A branch office has the same legal identity as its parent company and conducts business under the name of its parent company. A branch office may only be engaged in activities similar to those of its parent company but it is not permitted to carry on the business of importing the products of its parent company, a function reserved for local trade agents. In some cases the Branch of a foreign company are required to obtain an additional license from UAE Ministry of Economy.

Representative office, on the other hand, is limited to promoting its parent company’s activities i.e. gathering information and soliciting orders and projects to be performed by the company’s head office.

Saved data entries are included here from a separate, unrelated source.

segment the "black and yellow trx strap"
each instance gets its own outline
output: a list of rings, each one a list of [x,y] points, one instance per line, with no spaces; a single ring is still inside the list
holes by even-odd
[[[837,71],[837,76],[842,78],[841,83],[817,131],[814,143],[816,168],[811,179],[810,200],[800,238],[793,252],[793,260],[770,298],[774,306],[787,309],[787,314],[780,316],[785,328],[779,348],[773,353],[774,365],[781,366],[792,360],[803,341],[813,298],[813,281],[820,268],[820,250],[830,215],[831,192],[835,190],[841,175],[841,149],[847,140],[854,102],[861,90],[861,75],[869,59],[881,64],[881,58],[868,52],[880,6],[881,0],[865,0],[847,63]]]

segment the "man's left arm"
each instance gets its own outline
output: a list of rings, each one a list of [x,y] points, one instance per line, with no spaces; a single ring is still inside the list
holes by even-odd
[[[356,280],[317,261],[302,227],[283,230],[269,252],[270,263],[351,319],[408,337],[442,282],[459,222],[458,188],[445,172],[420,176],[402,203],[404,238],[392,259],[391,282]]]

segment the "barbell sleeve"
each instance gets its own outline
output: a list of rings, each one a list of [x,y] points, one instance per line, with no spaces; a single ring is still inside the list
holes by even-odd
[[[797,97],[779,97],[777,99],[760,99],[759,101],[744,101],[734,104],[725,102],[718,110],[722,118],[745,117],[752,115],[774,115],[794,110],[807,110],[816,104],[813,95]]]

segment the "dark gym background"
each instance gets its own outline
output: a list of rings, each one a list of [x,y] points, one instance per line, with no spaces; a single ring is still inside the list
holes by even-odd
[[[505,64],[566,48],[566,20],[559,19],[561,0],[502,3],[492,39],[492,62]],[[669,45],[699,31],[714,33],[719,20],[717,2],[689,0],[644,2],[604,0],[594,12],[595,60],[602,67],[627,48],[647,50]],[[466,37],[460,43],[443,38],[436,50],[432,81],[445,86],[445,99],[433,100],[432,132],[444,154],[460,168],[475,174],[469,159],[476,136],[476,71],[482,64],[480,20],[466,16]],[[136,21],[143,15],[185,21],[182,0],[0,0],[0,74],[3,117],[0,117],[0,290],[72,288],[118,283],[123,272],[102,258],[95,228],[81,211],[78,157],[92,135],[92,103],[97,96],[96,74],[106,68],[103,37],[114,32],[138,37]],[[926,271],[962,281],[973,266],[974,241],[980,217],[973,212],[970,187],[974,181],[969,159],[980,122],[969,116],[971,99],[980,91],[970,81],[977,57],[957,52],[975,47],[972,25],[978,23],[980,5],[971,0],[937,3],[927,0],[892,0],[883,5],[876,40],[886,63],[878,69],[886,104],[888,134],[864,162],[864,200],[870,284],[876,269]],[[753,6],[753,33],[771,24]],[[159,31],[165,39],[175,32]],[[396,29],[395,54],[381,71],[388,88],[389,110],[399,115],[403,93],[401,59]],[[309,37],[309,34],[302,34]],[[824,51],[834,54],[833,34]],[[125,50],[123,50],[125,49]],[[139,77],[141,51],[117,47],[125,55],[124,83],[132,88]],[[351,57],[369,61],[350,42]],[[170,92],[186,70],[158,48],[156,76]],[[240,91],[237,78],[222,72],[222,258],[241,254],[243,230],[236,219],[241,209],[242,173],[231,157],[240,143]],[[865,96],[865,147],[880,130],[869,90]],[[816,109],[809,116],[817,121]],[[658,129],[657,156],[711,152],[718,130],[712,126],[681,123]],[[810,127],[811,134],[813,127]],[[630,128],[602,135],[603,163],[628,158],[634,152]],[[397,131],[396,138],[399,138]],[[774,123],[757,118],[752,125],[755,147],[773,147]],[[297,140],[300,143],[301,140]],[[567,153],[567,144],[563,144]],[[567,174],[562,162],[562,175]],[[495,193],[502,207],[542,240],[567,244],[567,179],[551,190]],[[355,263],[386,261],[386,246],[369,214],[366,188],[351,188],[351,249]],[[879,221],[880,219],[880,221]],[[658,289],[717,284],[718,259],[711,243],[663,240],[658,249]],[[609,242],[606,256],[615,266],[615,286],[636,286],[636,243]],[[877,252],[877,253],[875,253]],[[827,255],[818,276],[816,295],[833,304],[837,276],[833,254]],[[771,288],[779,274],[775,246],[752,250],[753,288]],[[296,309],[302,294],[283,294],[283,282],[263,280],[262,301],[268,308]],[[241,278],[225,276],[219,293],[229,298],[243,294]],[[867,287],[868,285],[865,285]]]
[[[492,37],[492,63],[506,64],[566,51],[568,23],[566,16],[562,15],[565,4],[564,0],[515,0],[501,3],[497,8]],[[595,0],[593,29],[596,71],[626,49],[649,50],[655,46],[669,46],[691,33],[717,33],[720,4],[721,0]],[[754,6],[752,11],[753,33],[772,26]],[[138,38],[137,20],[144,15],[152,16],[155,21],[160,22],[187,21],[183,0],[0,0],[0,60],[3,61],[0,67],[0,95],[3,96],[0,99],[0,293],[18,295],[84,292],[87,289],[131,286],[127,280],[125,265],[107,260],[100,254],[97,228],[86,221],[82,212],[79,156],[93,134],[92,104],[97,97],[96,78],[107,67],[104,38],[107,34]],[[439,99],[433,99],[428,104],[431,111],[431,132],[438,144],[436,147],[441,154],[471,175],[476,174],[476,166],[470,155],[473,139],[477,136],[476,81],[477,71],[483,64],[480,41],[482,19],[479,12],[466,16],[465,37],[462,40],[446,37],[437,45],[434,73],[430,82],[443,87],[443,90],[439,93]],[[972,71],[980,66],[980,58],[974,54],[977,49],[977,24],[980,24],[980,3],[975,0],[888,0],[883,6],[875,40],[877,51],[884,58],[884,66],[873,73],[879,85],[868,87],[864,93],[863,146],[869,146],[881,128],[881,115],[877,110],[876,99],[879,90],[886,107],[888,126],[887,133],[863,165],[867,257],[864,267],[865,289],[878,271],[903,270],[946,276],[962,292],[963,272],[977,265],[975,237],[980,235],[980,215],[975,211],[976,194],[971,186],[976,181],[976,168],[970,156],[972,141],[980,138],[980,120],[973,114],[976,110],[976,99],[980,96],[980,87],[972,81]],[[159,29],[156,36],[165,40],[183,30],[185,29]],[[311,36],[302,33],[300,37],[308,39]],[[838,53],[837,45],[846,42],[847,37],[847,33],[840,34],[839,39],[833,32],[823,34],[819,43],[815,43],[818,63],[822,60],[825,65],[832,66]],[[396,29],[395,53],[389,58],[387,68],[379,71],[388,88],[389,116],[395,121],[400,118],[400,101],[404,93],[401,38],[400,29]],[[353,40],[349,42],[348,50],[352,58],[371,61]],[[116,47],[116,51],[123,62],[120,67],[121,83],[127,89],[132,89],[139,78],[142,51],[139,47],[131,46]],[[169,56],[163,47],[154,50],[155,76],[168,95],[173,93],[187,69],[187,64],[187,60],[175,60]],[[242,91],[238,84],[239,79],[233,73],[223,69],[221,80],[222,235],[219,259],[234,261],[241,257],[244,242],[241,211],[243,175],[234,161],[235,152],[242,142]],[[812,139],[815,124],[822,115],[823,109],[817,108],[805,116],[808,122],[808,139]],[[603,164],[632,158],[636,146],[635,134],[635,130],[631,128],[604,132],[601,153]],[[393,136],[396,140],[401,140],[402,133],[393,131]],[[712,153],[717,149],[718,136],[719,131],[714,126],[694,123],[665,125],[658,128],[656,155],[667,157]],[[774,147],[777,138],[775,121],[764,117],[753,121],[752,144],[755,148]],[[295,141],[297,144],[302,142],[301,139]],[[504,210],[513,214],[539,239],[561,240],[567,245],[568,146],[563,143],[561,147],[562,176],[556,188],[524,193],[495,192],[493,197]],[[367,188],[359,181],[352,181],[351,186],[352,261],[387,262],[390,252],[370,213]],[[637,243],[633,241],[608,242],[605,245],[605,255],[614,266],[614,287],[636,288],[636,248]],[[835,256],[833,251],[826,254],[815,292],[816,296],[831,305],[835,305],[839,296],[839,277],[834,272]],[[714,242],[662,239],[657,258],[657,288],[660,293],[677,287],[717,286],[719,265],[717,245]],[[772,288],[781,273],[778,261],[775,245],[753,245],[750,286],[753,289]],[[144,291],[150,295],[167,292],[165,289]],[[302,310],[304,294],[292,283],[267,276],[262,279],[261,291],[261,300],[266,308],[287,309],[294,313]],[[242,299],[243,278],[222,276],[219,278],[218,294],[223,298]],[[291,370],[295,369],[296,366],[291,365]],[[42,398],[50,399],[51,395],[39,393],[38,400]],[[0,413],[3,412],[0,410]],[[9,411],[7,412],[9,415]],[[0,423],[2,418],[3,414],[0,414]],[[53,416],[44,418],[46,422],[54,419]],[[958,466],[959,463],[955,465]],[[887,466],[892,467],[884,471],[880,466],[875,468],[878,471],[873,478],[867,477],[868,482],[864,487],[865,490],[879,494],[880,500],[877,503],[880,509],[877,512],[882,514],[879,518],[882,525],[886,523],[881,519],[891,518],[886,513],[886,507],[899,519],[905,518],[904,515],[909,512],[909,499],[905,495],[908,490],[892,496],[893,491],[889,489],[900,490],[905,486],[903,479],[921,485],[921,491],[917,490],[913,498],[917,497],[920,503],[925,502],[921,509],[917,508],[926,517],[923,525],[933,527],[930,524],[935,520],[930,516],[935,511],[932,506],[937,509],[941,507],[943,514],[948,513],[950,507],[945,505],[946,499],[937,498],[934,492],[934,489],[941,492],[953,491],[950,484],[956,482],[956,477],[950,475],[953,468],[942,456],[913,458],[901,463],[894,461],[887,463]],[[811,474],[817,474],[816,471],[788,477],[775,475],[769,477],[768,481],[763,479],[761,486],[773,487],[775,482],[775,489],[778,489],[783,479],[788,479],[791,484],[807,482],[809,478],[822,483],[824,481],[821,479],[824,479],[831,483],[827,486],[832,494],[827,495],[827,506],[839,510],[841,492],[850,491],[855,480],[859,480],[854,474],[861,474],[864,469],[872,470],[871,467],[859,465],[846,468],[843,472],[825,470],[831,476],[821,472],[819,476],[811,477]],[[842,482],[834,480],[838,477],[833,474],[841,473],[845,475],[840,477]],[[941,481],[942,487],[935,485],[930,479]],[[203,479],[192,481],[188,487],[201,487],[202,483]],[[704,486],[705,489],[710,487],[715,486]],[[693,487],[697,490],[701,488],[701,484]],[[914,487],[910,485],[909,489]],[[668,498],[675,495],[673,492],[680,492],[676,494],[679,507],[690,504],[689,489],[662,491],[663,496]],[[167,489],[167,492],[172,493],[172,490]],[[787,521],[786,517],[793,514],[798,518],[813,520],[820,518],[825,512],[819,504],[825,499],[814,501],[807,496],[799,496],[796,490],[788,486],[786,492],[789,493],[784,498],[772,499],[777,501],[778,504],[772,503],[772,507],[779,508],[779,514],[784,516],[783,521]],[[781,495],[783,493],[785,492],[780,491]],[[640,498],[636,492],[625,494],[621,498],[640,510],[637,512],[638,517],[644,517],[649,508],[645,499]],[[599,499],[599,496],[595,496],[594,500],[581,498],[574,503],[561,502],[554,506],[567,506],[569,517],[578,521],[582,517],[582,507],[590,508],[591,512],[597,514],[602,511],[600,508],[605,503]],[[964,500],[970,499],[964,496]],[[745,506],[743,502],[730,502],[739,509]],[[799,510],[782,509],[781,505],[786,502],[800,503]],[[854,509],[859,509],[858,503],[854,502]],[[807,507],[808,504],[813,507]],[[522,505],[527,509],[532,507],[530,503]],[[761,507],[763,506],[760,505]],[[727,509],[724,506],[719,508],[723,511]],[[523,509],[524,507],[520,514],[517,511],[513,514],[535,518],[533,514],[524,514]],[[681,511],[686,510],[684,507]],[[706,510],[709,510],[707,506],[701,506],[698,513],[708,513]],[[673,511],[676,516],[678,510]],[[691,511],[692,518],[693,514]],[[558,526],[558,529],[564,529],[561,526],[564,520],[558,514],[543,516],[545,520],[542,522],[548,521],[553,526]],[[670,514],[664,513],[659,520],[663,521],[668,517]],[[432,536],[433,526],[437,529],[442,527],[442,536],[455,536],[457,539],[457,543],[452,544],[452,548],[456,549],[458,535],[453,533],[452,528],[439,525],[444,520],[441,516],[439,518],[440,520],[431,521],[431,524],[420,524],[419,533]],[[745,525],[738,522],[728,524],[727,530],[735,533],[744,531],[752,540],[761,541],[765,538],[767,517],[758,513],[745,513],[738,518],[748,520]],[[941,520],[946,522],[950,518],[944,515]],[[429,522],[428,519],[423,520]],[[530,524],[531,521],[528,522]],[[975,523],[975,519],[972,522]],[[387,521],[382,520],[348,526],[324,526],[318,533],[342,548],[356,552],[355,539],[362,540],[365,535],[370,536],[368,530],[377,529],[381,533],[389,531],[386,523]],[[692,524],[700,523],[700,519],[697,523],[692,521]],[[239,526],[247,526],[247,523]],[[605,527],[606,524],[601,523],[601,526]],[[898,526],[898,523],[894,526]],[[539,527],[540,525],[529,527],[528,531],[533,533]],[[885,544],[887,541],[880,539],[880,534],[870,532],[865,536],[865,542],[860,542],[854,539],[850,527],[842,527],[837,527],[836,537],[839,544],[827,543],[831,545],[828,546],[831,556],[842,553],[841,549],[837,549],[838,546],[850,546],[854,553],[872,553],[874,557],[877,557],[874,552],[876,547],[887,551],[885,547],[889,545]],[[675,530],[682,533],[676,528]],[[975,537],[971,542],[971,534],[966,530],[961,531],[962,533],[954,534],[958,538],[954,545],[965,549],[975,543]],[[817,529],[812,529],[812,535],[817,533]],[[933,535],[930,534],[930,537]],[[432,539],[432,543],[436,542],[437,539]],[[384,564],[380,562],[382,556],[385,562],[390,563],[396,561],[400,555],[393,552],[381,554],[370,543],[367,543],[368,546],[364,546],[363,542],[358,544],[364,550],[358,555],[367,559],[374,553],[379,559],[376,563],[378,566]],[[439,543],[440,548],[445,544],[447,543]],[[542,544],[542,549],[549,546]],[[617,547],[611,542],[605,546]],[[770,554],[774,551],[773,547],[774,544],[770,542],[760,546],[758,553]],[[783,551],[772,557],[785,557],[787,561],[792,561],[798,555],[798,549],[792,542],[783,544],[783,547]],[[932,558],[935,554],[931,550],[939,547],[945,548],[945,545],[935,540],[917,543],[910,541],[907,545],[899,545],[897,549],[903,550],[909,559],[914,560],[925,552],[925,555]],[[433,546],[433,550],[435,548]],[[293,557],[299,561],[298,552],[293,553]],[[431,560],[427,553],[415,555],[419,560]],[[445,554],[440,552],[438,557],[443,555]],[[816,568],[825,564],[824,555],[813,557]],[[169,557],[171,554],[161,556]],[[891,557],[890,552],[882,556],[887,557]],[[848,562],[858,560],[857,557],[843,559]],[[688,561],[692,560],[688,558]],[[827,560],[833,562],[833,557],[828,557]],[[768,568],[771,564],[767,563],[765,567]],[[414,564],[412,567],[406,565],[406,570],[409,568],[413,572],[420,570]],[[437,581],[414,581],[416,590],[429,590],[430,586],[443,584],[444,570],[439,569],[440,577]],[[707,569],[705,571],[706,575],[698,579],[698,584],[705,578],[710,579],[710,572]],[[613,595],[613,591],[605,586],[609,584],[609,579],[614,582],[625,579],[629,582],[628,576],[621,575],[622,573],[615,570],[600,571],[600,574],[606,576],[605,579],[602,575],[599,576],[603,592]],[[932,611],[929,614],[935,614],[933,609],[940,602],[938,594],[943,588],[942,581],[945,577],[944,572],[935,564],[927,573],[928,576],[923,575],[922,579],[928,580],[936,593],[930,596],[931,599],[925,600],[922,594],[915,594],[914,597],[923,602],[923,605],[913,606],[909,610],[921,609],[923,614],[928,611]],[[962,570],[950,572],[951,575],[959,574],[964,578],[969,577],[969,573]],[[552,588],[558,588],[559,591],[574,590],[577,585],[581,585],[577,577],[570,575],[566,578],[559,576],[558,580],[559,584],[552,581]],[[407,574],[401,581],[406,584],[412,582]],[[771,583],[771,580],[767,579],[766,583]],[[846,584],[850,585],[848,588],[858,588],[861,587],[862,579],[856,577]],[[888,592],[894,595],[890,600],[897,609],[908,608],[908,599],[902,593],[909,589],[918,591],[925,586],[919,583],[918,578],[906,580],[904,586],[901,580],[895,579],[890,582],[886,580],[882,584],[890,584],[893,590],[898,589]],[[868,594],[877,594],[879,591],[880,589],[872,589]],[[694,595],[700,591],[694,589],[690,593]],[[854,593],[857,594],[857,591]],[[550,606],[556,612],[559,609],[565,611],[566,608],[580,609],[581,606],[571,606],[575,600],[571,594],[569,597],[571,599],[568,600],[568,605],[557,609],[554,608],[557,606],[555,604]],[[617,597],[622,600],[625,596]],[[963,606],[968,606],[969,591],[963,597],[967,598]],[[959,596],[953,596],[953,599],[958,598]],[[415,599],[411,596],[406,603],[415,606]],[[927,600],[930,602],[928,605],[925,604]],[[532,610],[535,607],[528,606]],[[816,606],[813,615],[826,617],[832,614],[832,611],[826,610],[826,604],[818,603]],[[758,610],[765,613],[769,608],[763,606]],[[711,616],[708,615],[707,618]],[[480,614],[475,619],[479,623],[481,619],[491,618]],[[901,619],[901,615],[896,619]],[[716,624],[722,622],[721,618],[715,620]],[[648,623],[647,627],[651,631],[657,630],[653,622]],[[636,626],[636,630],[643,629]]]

A UAE national must be appointed as a ‘service agent’ for the branch or representative office.

=== Civil Company ===

A civil company is a business partnership for professionals like doctors, lawyers, engineers and accountants.
A civil company is 100% owned by the professional partners (except for engineering civil company), however, a UAE National Local Service Agent is normally required.
A foreign company can be a partner in a civil company, as long as the foreign company is in the same field as the civil company.

== Economic Substance Requirements ==
In 2019, the UAE implemented economic substance requirements for mainland and Free Trade Zone companies engaged in specific "relevant activities" as outlined in the UAE Cabinet of Ministers Resolution No. 57 of 10 August 2020. These activities include banking, insurance, investment fund management, lease-finance, headquarters, shipping, holding company, intellectual property, and distribution and service centre businesses.

To comply, companies must demonstrate substantial economic presence within the UAE, including conducting core income-generating activities locally, being directed and managed within the country, and maintaining adequate employees, operating expenditure, and physical assets in the UAE.

=== Reporting for Economic Substance ===
UAE companies must annually notify the competent authority about their relevant activities, income, and financial year details, with a submission deadline of 30 June for the preceding year. This requirement applies to all companies, including those exempt from the economic substance obligations, such as investment funds, certain tax residents outside the UAE, and entities conducting business solely within the UAE.

Additionally, companies subject to these requirements must submit an Economic Substance Report within 12 months of their financial year-end, detailing their relevant activities, income, expenses, assets, employees, and confirming compliance with the economic substance test.